FSU names inaugural research fellow in the arts and humanities

Iain Quinn is an associate professor of organ and the inaugural research fellow in the arts and humanities.

A Florida State University music professor has been chosen as the university’s first Research Fellow in the Arts and Humanities.

Iain Quinn, associate professor of organ in the College of Music, will work for the Office of Research for the next two years as a research fellow. The position will rotate every two years and work with Vice President for Research Stacey Patterson on ways that the office can best support scholarship, creativity and research related to the arts and humanities.

“Scholarship, innovation and creative activity can be found in every corner of the university,” said Vice President for Research Stacey Patterson. “No major university exists without a strong commitment to the arts and humanities. Music, dance, art, the written word – societies have been built on the backs of creative individuals who understood how these areas improved the quality of life of those around them. At FSU, we felt it was important to create a position dedicated to furthering our support of these areas, and I look forward to working with Iain over the next two years in this capacity.”

Quinn previously participated in the university’s Faculty Fellows program where he launched the multiday Festival of the Creative Arts, which featured an array of interdisciplinary programming, including film screenings and discussions led by FSU professors, symposia covering topics such as the future of arts education, the relationship between science and writing, and numerous premiere performances.

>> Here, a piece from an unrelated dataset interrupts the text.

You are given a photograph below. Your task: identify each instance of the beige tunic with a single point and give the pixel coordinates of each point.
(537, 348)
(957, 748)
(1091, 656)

He is currently planning the next festival for the Spring 2024 semester.

“Florida State is a tremendous center for creative and innovative work across the academic spectrum,” Quinn said. “Working for years on an intense project, whether it is writing a symphony or developing treatments for a medical condition requires an intense amount of productivity, vision, and research. We thrive when we collaborate on new initiatives that advance our respective fields, and it has been exciting to see new projects begin. I look forward to working more closely with the Office of Research and developing ways to bring scholars together around the arts and humanities.”

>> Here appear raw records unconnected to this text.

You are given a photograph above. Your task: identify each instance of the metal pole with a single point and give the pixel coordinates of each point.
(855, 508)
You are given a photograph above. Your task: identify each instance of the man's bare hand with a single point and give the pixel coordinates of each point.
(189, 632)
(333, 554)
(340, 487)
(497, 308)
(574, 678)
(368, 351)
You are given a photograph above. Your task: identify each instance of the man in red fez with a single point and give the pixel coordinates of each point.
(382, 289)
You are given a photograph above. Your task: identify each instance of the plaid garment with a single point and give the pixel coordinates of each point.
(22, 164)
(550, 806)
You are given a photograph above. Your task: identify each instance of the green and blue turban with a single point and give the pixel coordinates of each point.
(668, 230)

Quinn has a distinguished record as a musician, scholar, and educator. He has given recitals at some of the world’s most prestigious musical centers including Westminster Abbey, King’s College, Cambridge, Queen’s College, Oxford, the National Cathedral in Washington, D.C., St. Thomas Fifth Avenue in New York City, Saint-Sulpice, Paris, and the Hong Kong Cultural Centre.

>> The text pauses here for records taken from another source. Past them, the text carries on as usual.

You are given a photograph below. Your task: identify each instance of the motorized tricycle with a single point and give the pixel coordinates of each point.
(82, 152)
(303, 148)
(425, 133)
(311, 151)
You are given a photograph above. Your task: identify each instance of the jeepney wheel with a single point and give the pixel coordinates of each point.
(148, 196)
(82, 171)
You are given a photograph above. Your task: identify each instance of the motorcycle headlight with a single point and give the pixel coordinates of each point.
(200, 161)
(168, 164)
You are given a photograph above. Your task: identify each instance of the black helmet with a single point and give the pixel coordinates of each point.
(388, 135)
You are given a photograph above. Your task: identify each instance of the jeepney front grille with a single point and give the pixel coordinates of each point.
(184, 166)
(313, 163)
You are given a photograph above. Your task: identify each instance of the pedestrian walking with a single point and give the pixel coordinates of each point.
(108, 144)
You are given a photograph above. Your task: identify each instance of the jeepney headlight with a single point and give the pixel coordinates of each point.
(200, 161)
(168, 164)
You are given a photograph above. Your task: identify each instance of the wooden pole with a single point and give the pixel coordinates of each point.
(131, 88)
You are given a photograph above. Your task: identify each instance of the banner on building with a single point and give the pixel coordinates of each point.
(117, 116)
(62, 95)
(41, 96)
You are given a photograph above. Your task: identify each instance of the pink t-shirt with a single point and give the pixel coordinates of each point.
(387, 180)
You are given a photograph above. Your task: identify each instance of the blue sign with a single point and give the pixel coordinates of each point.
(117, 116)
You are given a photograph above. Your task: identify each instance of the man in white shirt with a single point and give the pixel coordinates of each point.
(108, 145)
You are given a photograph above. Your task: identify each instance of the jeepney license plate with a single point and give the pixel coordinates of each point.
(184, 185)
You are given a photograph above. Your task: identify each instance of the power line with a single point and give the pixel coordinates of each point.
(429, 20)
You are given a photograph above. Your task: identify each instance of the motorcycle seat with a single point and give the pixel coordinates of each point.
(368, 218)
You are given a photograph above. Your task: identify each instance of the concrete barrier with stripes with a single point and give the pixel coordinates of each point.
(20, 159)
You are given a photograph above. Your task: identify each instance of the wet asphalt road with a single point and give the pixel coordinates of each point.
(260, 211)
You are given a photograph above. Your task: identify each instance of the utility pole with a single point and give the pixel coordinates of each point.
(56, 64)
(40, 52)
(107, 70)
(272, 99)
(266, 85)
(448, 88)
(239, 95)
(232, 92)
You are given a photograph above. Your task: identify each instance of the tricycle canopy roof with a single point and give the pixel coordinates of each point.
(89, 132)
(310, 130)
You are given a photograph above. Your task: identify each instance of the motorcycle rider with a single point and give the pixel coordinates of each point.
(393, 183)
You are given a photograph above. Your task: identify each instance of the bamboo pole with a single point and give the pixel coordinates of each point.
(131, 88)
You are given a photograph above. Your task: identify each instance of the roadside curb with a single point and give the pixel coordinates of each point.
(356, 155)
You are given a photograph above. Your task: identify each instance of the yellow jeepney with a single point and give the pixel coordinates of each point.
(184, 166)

He has been a Visiting Fellow at Harvard University, a Visiting Composer in Chapel at Gonville and Caius College, Cambridge, and a Visiting Fellow at The Newberry Library, Chicago, and the Harry Ransom Center, University of Texas, Austin. He has also been a Fulbright Scholar, teaching at The Rimsky-Korsakov St. Petersburg State Conservatory.

In 2023, he will publish two new monographs: Music and Religion in the Writings of Ian McEwan (Boydell and Brewer), and Rudolph Ganz, Patriotism, and Standardization of The Star-Spangled Banner, 1907-1958 (Routledge).